Mortgage underwriting algorithm at heart of Wells Fargo’s racial disparity lawsuit

Mortgage underwriting algorithm at heart of Wells Fargo’s racial disparity lawsuit

In court filings, the plaintiffs argue that Enhanced Credit Score disproportionately sent Black and Latino applicants to higher-risk classes, subjecting them to more underwriting scrutiny than other applicants and resulting in higher denial rates. Enhanced Credit Score generates a score that measures each applicant’s likelihood of default.

“Wells Fargo discriminated against the minority applicants by subjecting them to its discriminatory loan policies,” Dennis Ellis, the lead class counsel, wrote in a motion filed in April. He told Bloomberg in an interview that the credit ratings “were treated like a gold star or a scarlet letter.”

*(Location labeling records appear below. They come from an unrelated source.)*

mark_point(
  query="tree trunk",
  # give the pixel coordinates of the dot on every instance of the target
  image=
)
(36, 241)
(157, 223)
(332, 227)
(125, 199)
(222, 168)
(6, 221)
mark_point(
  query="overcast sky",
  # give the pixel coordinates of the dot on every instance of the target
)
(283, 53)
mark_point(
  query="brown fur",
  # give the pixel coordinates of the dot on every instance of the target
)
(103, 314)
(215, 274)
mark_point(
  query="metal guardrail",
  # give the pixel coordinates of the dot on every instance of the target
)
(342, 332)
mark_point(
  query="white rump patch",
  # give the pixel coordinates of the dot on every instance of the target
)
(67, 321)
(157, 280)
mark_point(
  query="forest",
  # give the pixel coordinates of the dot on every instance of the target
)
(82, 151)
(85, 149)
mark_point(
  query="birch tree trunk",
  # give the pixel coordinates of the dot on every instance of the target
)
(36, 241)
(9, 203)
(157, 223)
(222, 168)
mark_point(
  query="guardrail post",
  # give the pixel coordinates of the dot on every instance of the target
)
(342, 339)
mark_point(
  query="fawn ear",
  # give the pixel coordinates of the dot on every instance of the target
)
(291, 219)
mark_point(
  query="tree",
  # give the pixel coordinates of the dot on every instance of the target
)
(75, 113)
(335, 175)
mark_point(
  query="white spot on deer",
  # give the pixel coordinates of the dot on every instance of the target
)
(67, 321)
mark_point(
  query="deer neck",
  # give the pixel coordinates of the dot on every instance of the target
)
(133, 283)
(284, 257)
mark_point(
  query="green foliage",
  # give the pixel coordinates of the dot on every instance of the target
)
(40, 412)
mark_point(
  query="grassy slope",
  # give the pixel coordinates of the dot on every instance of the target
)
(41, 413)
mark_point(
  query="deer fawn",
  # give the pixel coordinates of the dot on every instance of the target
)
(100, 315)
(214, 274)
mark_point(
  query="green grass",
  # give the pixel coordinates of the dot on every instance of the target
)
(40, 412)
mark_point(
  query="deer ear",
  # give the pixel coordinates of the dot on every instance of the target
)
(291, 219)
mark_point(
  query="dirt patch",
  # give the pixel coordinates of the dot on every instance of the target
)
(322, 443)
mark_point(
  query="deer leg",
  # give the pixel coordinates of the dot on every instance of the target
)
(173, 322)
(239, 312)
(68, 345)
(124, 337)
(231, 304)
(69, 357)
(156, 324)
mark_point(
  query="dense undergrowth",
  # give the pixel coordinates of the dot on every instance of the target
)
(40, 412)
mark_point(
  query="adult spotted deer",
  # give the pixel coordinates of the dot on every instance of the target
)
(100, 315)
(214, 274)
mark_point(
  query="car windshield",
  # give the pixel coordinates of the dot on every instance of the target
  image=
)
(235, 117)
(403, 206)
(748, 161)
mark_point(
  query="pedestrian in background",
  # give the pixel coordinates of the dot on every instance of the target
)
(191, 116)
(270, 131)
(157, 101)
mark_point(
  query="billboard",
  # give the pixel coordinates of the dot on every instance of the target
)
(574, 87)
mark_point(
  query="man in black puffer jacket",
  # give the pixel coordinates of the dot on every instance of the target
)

In response, Wells Fargo called the conflation of the firm’s front-end loan platform, internal and external underwriting systems, and thousands of additional rules and policies “counterfactual and logically incoherent,” and it said the proposed class was “overbroad and ill-defined,” Bloomberg reported.

Wells Fargo said its scoring model is a workflow tool and that there are no approvals through the Fannie and Freddie underwriting systems or Enhanced Credit Score. The systems merely indicate whether an applicant’s mortgage would be eligible for purchase by Fannie or Freddie.

If eligible, the application then moves to underwriting, and in-house underwriters verify documentation for income, employment and credit history. The internal model, Wells Fargo said, merely sorts applicants by the strength of their credit profile and then assigns higher-risk applicants to “more skilled” underwriters.

“This case has no merit, and we will continue to vigorously defend ourselves,” Wells Fargo said in a statement to Bloomberg. “Our underwriting practices are consistently applied regardless of race or ethnicity of the applicant. Any suggestions otherwise are simply inaccurate.”

Wells Fargo, once the largest depository mortgage lender in America, has significantly retreated from the residential mortgage space in recent years. It shut down its correspondent business in 2023, and said it would focus on its existing customers while developing special-purpose credit programs to improve racial equity.